Crucially, the Golwe module balances ambition with values. We place more emphasis on personal bests and sportsmanship as we do on performance. Whether a participant finishes first or last, they are taught to evaluate success through effort, integrity, and community representation. This reframing is intentional, it reduces harmful performance pressure and reinforces the PYD principle that youth thrive when their character is nurtured alongside their competence.
We also emphasize representing one’s community with pride. For many of our participants, competition is their first taste of being seen in a public, positive light. Wearing a rash vest with the Project Sunwave logo, hearing their name announced at a regional event, or standing up for a teammate after a fall, these are powerful identity-shaping experiences. They foster belonging and purpose, two of the strongest predictors of long-term youth engagement (Eccles & Gootman, 2002).

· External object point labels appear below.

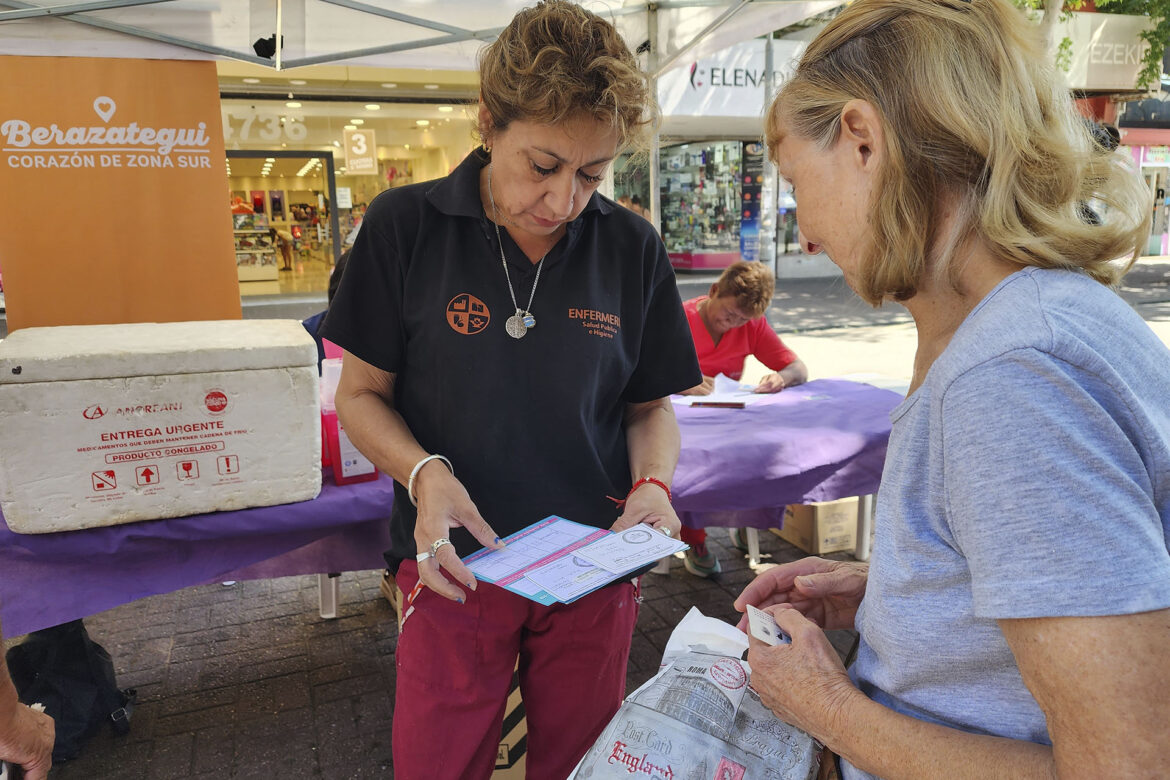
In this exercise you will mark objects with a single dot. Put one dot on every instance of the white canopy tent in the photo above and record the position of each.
(407, 34)
(440, 34)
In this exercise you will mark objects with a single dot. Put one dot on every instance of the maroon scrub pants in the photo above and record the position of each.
(454, 665)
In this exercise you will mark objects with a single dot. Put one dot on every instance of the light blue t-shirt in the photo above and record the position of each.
(1029, 476)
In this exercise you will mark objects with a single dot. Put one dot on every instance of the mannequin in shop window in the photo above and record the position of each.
(283, 240)
(312, 324)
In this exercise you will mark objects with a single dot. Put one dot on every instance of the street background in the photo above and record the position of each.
(245, 680)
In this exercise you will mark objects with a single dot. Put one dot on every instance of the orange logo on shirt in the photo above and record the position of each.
(467, 315)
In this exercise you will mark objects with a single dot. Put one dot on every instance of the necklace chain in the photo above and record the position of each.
(523, 315)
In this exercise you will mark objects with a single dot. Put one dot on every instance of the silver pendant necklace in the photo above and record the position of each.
(517, 324)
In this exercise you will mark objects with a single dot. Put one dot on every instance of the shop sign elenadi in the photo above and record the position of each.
(729, 83)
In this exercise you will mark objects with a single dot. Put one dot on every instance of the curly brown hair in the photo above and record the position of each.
(751, 284)
(557, 61)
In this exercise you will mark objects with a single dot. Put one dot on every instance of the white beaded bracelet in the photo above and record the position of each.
(414, 474)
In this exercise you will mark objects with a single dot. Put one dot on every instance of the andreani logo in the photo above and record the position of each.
(129, 145)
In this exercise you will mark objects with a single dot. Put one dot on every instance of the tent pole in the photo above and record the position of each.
(770, 183)
(654, 200)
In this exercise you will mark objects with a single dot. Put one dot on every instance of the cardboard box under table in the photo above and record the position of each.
(821, 526)
(102, 425)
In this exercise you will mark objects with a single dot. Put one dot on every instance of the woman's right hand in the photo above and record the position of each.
(826, 592)
(444, 504)
(703, 388)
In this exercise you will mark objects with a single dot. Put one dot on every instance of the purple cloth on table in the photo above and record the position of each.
(53, 578)
(818, 441)
(738, 467)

And here’s what’s even more exciting: competition becomes a catalyst for setting other life goals. A child who sets a target in the water is more likely to set one in the classroom. A teen who trains every week to shave seconds off their paddle time starts thinking about how they can apply discipline in other areas- whether it's finishing school, staying healthy, or giving back to their community.
Through Golwe, we’re not creating athletes for sport’s sake. We’re creating goal-setters, young people with vision, drive, and the ability to bounce back from setbacks. That’s a skillset that will serve them far beyond the shoreline.
Because when our youth paddle into competition, they’re chasing purpose. And we couldn’t be prouder to be in their corner.